Description
Indulge in this incredibly moist and flavorful banana cake, elevated with nutty brown butter and a luscious homemade salted caramel topping. It’s a comforting yet sophisticated dessert perfect for any occasion.
Ingredients
Scale
- For the Cake:
- 2 ¼ cups (270g) all-purpose flour
- 1 ½ tsp baking soda
- ½ tsp baking powder
- 1 tsp salt
- ¾ cup (170g) unsalted butter, for browning
- 1 ½ cups (3 medium) very ripe mashed bananas
- 1 cup (200g) granulated sugar
- ½ cup (100g) packed light brown sugar
- 2 large eggs, room temperature
- ½ cup (120ml) buttermilk, room temperature
- For the Salted Caramel Sauce:
- 1 cup (200g) granulated sugar
- ¼ cup (60ml) water
- ½ cup (120ml) heavy cream, warmed
- ¼ cup (56g) unsalted butter, cubed
- 1 tsp flaky sea salt (or more, to taste)
Instructions
- 1. Prepare Brown Butter: In a light saucepan, melt butter over medium heat. Cook, stirring, until amber and nutty bits form (5-8 min). Pour into a heatproof bowl to cool.
- 2. Make Cake Batter: Preheat oven to 350°F (175°C). Grease and flour a 9×13 inch pan. Whisk flour, baking soda, baking powder, salt. In a large bowl, mash bananas. Add sugars, cooled brown butter, eggs, and buttermilk to bananas; whisk well. Gradually add dry ingredients to wet, mixing until just combined; do not overmix.

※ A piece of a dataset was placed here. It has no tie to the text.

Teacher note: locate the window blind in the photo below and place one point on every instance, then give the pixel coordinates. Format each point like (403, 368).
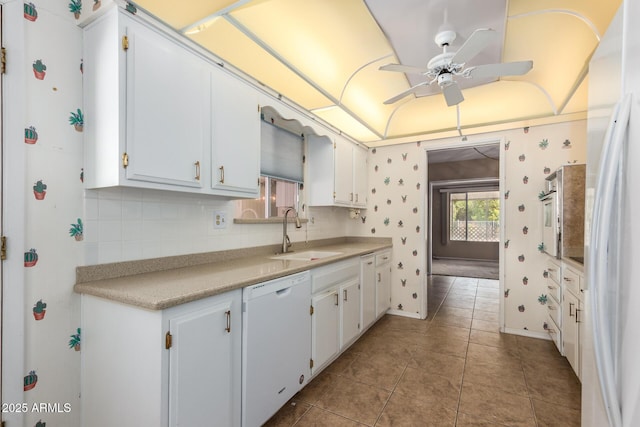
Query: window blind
(281, 153)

- 3. Bake Cake: Pour batter into prepared pan. Bake 30-35 minutes, or until a wooden skewer comes out clean. Cool completely on a wire rack.
- 4. Prepare Salted Caramel: Combine sugar and water in a saucepan over medium heat. Cook without stirring until deep amber (8-12 min). Remove from heat, carefully add warm heavy cream (it will bubble), stirring. Add butter and sea salt; stir until smooth. Let cool slightly.
- 5. Assemble: Once cake is completely cool, pour or drizzle salted caramel sauce over top. Sprinkle with extra flaky sea salt if desired. Slice and serve.